Psychische Belastungen sind in unserer Gesellschaft weit verbreitet, doch oft wissen Betroffene und ihre Angehörigen nicht, wie sie mit ihrer Situation umgehen sollen. Der Dachverband Gemeindepsychiatrie e.V. hat mit Förderung des Bundesgesundheitsministeriums die Plattform OBEON (Orientierung und Beratung Online) ins Leben gerufen, um Menschen in seelischen Belastungssituationen schnell und effizient zu unterstützen und ihnen den Zugang zu den richtigen Hilfsangeboten zu erleichtern. Das Besondere: Das Angebot wurde von Betroffenen, Angehörigen und psychosozialen wie psychiatrischen Fachkräften gleichberechtigt entwickelt. In der Psychiatrie nennt man diesen inklusiven Ansatz Trialog.

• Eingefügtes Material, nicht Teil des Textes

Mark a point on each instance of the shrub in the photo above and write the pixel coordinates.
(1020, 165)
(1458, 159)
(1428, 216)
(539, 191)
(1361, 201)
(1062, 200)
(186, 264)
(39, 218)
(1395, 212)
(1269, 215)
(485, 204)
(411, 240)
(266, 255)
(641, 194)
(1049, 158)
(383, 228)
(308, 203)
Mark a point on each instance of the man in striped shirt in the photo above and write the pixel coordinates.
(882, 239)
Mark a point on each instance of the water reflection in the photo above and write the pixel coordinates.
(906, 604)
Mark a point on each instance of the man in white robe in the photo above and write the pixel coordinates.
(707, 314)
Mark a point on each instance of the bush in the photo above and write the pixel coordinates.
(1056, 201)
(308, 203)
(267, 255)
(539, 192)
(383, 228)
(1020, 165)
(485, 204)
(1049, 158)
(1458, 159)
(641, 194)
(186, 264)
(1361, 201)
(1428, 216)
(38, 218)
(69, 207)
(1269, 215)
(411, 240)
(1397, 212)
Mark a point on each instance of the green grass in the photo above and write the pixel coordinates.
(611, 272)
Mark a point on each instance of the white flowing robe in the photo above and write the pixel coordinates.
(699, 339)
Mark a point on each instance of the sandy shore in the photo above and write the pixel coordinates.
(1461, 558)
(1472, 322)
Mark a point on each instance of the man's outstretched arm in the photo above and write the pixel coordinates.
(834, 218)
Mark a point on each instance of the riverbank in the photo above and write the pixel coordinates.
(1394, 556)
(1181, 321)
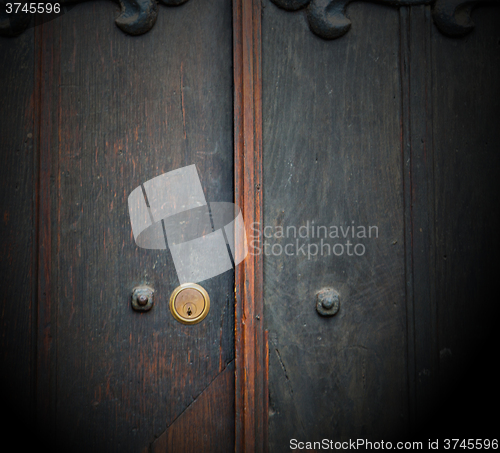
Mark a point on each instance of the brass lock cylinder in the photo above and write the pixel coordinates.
(189, 303)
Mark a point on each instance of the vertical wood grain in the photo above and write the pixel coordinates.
(17, 230)
(117, 111)
(418, 169)
(251, 390)
(332, 155)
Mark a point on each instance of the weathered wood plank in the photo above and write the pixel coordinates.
(125, 110)
(332, 155)
(17, 232)
(250, 342)
(213, 410)
(466, 114)
(418, 159)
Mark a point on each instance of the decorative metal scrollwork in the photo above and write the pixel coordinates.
(136, 17)
(327, 18)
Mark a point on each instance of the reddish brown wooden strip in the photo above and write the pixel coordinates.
(251, 388)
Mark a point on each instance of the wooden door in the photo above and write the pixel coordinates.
(311, 126)
(89, 113)
(393, 125)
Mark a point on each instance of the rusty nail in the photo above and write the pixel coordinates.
(327, 302)
(142, 298)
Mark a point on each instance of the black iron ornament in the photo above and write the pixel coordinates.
(327, 18)
(136, 16)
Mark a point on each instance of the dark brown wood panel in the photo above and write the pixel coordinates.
(251, 362)
(418, 189)
(17, 225)
(332, 154)
(213, 409)
(466, 115)
(121, 111)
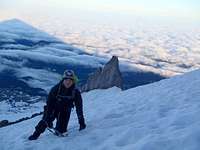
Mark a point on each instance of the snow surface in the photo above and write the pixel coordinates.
(159, 116)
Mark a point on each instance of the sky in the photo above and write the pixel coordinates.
(186, 9)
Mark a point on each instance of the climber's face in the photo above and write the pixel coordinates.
(67, 83)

Aktuelle Herausforderungen und die Relevanz von OBEON
Die Arbeit mit Menschen in seelischen Belastungssituationen hat gezeigt, dass viele Menschen nicht verstehen, was mit ihnen oder ihren Angehörigen passiert, und sich oft überwältigt und orientierungslos fühlen. Trotz einer Vielzahl von Hilfsangeboten finden sich viele in ihrer subjektiven Belastungssituation nicht zurecht, was zu einer weiteren Verschlechterung ihres Zustands führen kann.
Ein weiteres zentrales Problem ist die lange Wartezeit auf psychotherapeutische Behandlungen. In vielen Fällen müssen Menschen mehrere Monate warten, bevor sie eine dringend benötigte Therapie beginnen können. Diese Wartezeit kann die Belastungssituation verschärfen und zu einer Verschlimmerung der Symptome bis hin zur Suizidalität führen.

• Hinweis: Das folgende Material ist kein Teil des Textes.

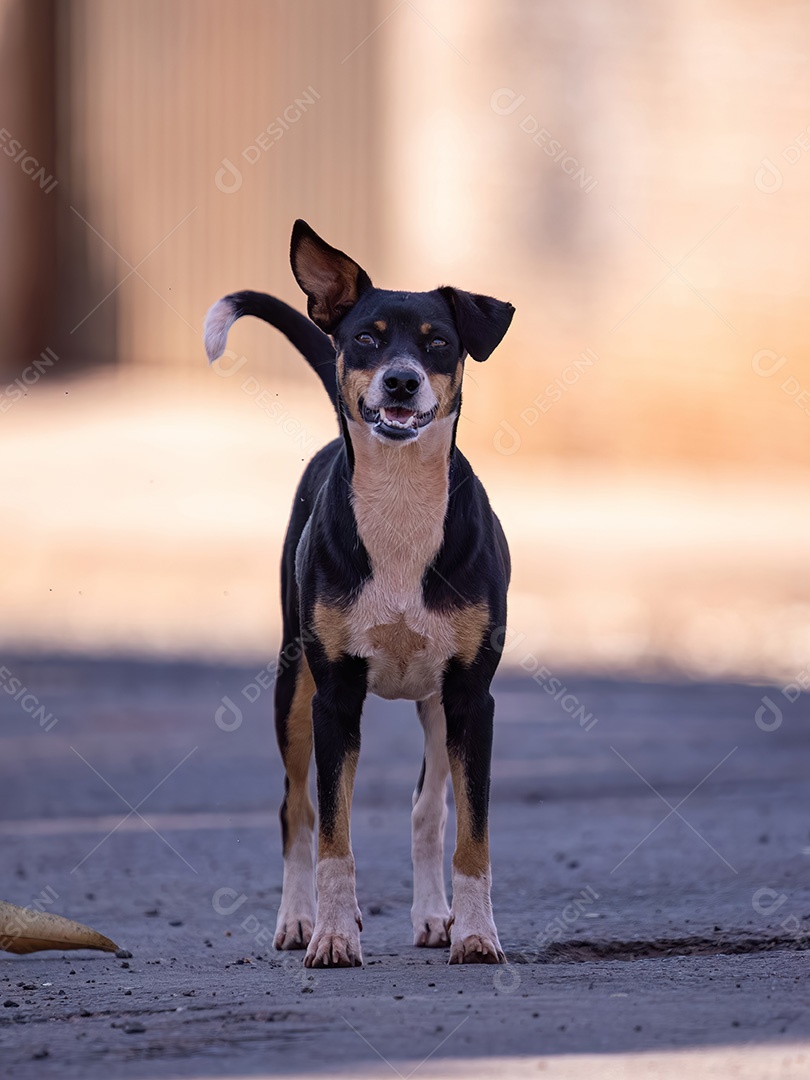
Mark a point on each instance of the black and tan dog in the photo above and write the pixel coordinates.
(394, 581)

Zudem haben viele Menschen Angst davor, als „psychiatrisch“ eingestuft zu werden. Diese Furcht führt dazu, dass sie keine Hilfe in Anspruch nehmen, obwohl sie dringend Unterstützung benötigen. Dies zeigt, wie wichtig es ist, alternative Wege zur Unterstützung anzubieten, die den Betroffenen eine sichere und weniger stigmatisierende Umgebung bieten.
Niederschwellige und anonyme Beratung
OBEON wurde entwickelt, um genau diese Lücken zu schließen. Die Online-Plattform bietet eine niederschwellige, anonyme und flexible Möglichkeit, Orientierung und Beratung zu finden. Betroffene können sich über verschiedene psychische Belastungssituationen informieren und werden dabei unterstützt, die für sie passende Hilfe zu finden – ohne monatelange Wartezeiten und ohne das Stigma, das mit traditionellen psychiatrischen Angeboten verbunden sein kann.
Das Projekt möchte auch die Gesellschaft und Politik auf die dringende Notwendigkeit aufmerksam machen, alternative Unterstützungsmöglichkeiten wie OBEON zu fördern und zu integrieren. Die Digitalisierung im Bereich der psychischen Gesundheit bietet enorme Potenziale, um die Versorgungslage zu verbessern und den Betroffenen den Zugang zu den richtigen Hilfsangeboten zu erleichtern.
Bis Oktober 2024 hat OBEON bereits 560 Nutzerinnen und Nutzer unterstützt, dabei wurden 13.000 Chatnachrichten empfangen und 700 Einzeltermine abgehalten. Diese stetige Zunahme der Nutzung zeigt die wachsende Bedeutung von digitalen Angeboten im psychosozialen Hilfesystem.